Not to be rude to you, in any way, but let me put a word (... a hairsplitting comment, indeed...). You wrote: [past perfect (stands) for actions completed before another past action]. There's no problem in this explanation, but the original sentences seem to be more tricky. This explanation applies only to (d), in those cases, doesn't it? (And it's not 'had left'?) I'd read 'had cut' in (e) as causative.
(Sorry again for my hairsplitting comment, apparently I'm a leisured person.)

Good day!
Hi Caeser, and Philip -- If I may, I'd like to ask about some aspects of this sentence other than the tenses of the verbs.

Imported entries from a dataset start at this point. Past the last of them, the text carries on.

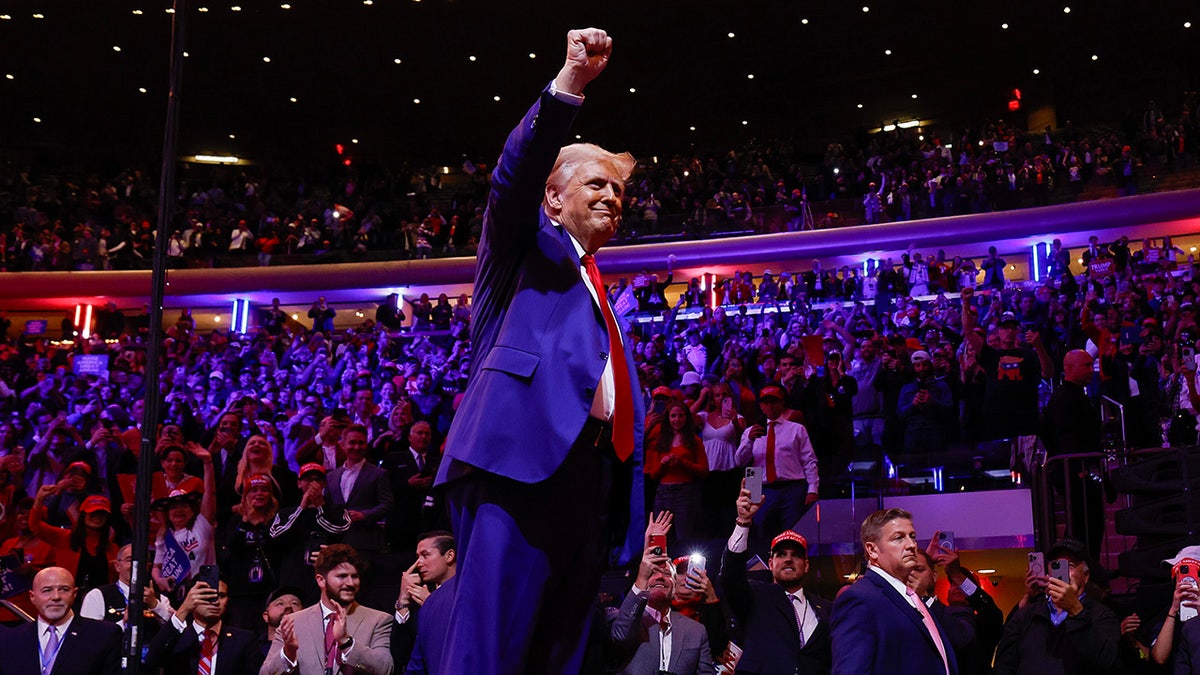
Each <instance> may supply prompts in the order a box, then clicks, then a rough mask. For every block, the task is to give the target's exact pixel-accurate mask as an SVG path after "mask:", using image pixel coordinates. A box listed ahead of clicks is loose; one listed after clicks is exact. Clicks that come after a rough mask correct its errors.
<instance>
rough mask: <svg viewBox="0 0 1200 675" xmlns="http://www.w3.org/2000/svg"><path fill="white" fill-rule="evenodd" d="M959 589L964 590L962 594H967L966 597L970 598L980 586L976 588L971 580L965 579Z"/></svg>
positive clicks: (966, 594) (961, 584)
mask: <svg viewBox="0 0 1200 675" xmlns="http://www.w3.org/2000/svg"><path fill="white" fill-rule="evenodd" d="M959 587H960V589H962V592H964V593H966V595H968V596H973V595H974V592H976V591H978V590H979V586H976V585H974V584H973V583H972V581H971V579H964V580H962V583H961V584H959Z"/></svg>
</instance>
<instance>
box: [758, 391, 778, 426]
mask: <svg viewBox="0 0 1200 675" xmlns="http://www.w3.org/2000/svg"><path fill="white" fill-rule="evenodd" d="M758 410H761V411H762V414H763V416H764V417H766V418H767V419H772V420H774V419H779V416H781V414H784V401H781V400H780V399H776V398H775V396H766V398H763V399H762V400H760V401H758Z"/></svg>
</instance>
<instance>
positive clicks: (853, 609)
mask: <svg viewBox="0 0 1200 675" xmlns="http://www.w3.org/2000/svg"><path fill="white" fill-rule="evenodd" d="M856 583H857V584H868V583H869V581H864V580H859V581H856ZM874 614H875V610H874V608H871V607H870V605H868V603H866V602H865V601H864V599H863V598H862V597H860V596H859V593H856V592H854V590H853V589H851V590H850V591H846V592H845V593H842V596H841V597H840V598H838V599H836V601H834V603H833V616H832V619H830V622H829V626H830V634H832V644H833V670H832V673H833V675H862V674H863V673H875V671H876V669H875V649H876V645H877V644H878V635H876V634H875V621H872V620H871V616H872V615H874Z"/></svg>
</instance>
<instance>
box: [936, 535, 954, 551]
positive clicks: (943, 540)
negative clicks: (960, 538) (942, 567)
mask: <svg viewBox="0 0 1200 675" xmlns="http://www.w3.org/2000/svg"><path fill="white" fill-rule="evenodd" d="M937 545H938V546H940V548H941V549H942V550H946V551H953V550H954V532H953V531H952V530H947V531H946V532H938V533H937Z"/></svg>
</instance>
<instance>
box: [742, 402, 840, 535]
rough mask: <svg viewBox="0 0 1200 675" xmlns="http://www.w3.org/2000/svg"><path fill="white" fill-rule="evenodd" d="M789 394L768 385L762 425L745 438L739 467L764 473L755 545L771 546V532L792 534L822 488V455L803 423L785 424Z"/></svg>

The steak served in the dinner last night tasted like a cardboard that was left in the train

"At dinner" would be more common that "in the dinner." (Unless it's a typo, and you mean "in the diner" - a diner is a type of casual American restaurant.) "Like cardboard" or "like a piece of cardboard" would be better than "like a cardboard." "On the train" would be better than "in the train" - but why would a bad steak be described as tasting like cardboard that had been left in the train? Is it possible that it should be "like cardboard that had been left (out) in the rain"? I would like to turn the whole sentence into "The steak served in the diner last night tasted like a piece of cardboard that had been left out in the rain." Am I hallucinating, or does any of this make sense to anyone else? Where does the sentence come from, anyway?
RoroHello Philip. Not to be rude to you, in any way, but let me put a word (... a hairsplitting comment, indeed...). You wrote: [past perfect (stands) for actions completed before another past action]. There's no problem in this explanation, but the original sentences seem to be more tricky. This explanation applies only to (d), in those cases, doesn't it? (And it's not 'had left'?) I'd read 'had cut' in (e) as causative. (Sorry again for my hairsplitting comment, apparently I'm a leisured person.) Good day!
(e) As a causative, wouldn't it have to be 'had her toes cut off' or 'had had her toes cut off'".